The international study, led by the University of Bristol and published today in Nature Microbiology, found specific changes in DNA—the chains of molecules comprising our genetic make-up—affected both the existence and amount of particular bacteria in the gut.
Lead author Dr. David Hughes, Senior Research Associate in Applied Genetic Epidemiology, said: "Our findings represent a significant breakthrough in understanding how genetic variation affects gut bacteria. Moreover, it marks major progress in our ability to know whether changes in our gut bacteria actually cause, or are a consequence of, human disease."
The human body comprises various unique ecosystems, each of which is populated by a vast and diverse array of microorganisms. They include millions of bacteria in the gut, known as the microbiome, that help digest food and produce molecules essential for life, which we cannot produce ourselves. This has prompted researchers to question if gut bacteria may also directly influence human health and disease.
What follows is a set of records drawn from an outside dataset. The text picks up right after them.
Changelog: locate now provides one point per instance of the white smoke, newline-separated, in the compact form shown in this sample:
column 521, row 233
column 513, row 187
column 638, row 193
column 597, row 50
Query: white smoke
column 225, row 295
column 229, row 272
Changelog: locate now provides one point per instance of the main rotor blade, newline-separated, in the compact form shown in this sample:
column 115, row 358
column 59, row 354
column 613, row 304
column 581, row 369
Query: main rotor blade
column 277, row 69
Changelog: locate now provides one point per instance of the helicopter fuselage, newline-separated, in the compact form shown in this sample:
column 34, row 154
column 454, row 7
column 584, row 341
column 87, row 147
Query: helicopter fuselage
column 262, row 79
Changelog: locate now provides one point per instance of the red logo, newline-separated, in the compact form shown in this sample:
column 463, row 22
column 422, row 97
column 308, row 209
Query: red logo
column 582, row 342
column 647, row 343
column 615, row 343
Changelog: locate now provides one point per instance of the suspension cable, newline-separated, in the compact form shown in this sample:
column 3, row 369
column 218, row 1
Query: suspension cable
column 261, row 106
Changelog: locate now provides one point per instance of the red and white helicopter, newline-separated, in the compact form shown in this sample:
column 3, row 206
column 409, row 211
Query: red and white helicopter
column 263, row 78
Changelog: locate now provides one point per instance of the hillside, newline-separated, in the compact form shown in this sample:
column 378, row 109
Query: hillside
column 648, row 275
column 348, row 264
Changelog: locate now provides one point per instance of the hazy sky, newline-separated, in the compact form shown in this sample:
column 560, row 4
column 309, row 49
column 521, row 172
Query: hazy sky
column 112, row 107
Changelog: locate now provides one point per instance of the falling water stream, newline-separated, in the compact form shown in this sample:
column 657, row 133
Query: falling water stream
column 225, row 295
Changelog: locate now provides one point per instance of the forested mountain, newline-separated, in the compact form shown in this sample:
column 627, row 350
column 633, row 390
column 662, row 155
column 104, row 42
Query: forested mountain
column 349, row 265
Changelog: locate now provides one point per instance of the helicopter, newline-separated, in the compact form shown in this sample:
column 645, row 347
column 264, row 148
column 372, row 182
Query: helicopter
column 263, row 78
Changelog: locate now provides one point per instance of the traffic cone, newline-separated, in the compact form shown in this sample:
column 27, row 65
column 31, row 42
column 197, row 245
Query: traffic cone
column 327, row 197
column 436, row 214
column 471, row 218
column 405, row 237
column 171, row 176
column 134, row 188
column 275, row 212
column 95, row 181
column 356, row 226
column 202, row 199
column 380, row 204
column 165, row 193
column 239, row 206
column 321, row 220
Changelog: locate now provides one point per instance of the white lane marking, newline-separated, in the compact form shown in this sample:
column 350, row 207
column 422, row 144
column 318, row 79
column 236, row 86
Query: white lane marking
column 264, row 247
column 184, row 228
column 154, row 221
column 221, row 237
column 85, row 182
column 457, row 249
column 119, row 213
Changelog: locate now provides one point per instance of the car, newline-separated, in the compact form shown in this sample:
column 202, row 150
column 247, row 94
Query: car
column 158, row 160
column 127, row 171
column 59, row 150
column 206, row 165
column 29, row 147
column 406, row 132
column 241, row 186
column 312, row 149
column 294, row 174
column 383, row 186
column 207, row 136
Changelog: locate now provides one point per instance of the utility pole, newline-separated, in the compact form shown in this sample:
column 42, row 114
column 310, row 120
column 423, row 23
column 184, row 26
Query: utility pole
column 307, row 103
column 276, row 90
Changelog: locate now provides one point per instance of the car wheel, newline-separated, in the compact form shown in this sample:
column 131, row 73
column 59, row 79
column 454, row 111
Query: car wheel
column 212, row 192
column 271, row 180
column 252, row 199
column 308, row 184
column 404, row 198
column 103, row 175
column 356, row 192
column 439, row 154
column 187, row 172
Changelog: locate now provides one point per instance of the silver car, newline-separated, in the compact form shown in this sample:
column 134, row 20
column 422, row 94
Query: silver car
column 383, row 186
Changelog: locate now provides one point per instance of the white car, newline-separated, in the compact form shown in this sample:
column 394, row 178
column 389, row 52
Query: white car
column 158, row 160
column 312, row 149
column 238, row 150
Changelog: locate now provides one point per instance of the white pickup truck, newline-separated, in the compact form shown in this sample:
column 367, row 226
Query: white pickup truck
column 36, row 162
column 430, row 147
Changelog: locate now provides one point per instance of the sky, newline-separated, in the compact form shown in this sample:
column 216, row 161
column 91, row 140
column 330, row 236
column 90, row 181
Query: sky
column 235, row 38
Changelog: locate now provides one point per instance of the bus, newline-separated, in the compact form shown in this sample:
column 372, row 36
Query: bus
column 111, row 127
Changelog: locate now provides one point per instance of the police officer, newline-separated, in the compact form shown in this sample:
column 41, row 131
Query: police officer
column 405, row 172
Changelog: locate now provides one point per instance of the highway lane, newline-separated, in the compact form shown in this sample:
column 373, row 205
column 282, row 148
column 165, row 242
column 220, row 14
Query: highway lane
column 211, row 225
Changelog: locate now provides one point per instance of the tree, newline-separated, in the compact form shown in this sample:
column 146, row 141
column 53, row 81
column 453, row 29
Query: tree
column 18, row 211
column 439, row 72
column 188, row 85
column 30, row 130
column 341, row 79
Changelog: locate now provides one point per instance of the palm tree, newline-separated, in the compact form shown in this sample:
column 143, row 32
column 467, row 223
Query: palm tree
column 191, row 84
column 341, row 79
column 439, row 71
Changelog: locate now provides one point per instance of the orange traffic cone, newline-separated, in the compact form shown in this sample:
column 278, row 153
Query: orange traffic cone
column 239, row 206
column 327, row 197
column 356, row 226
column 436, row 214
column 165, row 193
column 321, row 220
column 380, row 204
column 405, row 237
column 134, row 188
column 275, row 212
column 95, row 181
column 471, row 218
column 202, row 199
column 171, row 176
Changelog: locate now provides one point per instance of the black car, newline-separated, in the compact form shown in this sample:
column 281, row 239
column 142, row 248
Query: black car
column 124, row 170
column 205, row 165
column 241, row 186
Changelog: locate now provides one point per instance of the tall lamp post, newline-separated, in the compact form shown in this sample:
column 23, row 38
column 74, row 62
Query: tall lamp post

Previous research has identified numerous genetic changes apparently related to bacterial composition in the gut, but only one such association has been observed consistently. This example involves a well-known single mutation that changes whether someone can digest the sugar (lactose) in fresh milk. The same genetic variation also predicts the prevalence of bacteria, Bifidobacterium, that uses or digests lactose as an energy source.
This study, the biggest of its kind, identified 13 DNA changes related to changes in the presence or quantity of gut bacteria. Researchers at Bristol worked with Katholieke Universiteit Leuven and Christian-Albrecht University of Kiel to analyse data from 3,890 individuals from three different population studies: one in Belgium (the Flemish Gut Flora Project) and two in Germany (Food Chain Plus and PopGen). In each individual, the researchers measured millions of known DNA changes and, by sampling their feces, also registered the presence and abundance of hundreds of gut bacteria.
Dr. Hughes said: "It was exciting to identify new and robust signals across the three study populations, which makes the correlation of genetic variation and gut bacteria much more striking and compelling. Now comes the great challenge of confirming our observations with other studies and dissecting how exactly these DNA changes might impact bacterial composition."
Such investigations could hold the key to unlocking the intricate biological mechanisms behind some of the biggest health challenges of our time.
Study co-author Dr. Kaitlin Wade, Lecturer in Epidemiology at the University of Bristol, said: "A strength here is that these findings provide a groundwork for causal analyses to determine, for instance, whether the presence of specific bacteria increases the risk of a disease or is a manifestation of it."
"The implications for our understanding of human health and our approach to medicine are far-reaching and potentially game changing."